Dezenas de famílias enlutadas que buscavam conforto espiritual acabaram caindo em um esquema de ilusão e manipulação emocional conduzido por uma conhecida figura religiosa. Conhecida na internet por reunir centenas de milhares de seguidores, a líder espiritual utilizava informações públicas disponíveis na internet para forjar mensagens atribuídas a entes queridos falecidos.

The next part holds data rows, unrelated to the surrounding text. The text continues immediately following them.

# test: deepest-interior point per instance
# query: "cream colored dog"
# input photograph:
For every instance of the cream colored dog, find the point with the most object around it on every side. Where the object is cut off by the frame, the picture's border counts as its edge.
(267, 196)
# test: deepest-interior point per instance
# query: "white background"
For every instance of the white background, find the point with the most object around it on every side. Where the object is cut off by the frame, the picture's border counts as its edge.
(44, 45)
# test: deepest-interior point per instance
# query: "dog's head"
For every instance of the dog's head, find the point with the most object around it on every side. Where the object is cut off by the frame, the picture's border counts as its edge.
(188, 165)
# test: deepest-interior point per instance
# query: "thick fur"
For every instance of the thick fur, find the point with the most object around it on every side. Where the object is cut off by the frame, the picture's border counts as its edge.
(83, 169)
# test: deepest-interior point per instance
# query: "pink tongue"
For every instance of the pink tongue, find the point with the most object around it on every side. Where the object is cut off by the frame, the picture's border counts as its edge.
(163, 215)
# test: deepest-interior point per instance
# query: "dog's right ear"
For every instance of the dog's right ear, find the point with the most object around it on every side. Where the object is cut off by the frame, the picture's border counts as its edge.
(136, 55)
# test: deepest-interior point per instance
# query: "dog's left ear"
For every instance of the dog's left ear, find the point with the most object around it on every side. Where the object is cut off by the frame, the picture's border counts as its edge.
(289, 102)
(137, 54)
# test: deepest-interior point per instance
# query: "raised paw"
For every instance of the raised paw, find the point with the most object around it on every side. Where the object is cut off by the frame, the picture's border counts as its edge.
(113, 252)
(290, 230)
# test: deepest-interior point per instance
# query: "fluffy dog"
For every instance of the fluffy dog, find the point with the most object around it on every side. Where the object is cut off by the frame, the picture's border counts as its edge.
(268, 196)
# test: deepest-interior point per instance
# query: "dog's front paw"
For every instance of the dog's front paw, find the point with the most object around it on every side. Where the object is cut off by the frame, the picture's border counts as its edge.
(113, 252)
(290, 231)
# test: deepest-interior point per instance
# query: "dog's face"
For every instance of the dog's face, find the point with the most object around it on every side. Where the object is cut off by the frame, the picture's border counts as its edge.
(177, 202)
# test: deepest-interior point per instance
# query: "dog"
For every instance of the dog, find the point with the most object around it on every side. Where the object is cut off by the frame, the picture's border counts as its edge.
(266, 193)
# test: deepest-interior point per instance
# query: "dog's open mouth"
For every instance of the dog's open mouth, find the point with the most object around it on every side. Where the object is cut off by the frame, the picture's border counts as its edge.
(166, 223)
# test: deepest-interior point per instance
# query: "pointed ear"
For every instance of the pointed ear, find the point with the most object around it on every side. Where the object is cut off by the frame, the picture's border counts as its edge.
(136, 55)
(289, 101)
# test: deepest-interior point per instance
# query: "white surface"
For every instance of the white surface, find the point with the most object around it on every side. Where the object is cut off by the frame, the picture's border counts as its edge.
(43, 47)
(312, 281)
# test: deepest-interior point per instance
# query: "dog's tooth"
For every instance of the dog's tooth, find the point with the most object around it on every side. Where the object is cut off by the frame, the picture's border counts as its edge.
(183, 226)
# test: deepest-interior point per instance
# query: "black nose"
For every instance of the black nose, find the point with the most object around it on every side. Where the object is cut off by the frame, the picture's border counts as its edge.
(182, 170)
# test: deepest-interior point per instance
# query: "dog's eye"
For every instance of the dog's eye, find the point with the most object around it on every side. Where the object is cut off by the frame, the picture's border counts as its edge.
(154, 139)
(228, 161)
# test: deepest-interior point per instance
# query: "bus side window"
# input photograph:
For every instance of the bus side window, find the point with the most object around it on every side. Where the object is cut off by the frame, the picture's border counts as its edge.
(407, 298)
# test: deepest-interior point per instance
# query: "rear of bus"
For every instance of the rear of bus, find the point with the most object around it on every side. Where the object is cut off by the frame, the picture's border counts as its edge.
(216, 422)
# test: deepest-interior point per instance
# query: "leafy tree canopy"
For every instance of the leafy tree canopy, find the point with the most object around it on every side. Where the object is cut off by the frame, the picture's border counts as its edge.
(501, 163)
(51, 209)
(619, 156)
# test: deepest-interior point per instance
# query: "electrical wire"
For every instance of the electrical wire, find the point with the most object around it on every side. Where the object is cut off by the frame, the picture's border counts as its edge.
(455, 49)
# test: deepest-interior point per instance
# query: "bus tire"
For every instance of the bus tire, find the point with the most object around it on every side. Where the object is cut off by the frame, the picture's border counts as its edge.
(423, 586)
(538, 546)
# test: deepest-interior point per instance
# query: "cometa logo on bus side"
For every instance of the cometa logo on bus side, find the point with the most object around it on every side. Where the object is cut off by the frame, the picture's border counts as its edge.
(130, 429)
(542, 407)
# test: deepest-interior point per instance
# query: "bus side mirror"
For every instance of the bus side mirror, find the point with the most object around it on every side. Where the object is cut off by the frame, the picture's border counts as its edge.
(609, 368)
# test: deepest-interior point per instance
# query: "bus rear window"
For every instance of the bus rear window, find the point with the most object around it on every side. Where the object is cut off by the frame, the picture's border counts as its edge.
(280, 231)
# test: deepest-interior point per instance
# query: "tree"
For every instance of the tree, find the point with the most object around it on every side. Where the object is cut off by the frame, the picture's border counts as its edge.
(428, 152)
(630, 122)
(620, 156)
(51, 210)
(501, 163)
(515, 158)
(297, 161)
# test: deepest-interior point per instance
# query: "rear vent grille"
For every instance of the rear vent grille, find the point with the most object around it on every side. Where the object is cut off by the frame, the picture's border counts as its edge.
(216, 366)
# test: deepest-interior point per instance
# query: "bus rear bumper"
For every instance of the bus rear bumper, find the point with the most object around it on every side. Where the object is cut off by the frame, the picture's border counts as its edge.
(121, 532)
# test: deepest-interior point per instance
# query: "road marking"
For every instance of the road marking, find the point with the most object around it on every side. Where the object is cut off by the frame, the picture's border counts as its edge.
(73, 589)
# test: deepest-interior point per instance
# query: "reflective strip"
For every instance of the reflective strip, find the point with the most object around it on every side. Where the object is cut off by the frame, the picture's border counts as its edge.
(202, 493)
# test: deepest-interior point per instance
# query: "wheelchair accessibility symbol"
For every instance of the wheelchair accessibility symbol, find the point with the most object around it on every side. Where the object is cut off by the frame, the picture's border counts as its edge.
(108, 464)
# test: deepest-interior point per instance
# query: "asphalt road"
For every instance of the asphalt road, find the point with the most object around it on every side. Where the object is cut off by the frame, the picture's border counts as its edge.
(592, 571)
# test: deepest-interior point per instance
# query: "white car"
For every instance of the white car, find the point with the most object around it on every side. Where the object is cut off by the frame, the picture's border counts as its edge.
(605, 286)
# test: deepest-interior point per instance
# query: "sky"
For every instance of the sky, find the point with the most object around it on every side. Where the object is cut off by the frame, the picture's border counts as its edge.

Como funcionava o esquema de falsificação
As investigações apontaram que os textos entregues durante as sessões públicas continham trechos copiados integralmente de postagens antigas no Facebook e no Instagram. Em vez de revelações mediúnicas, os frequentadores recebiam recados montados com detalhes minuciosos da vida digital dos mortos, como cores de roupas, fotos antigas e comentários cotidianos.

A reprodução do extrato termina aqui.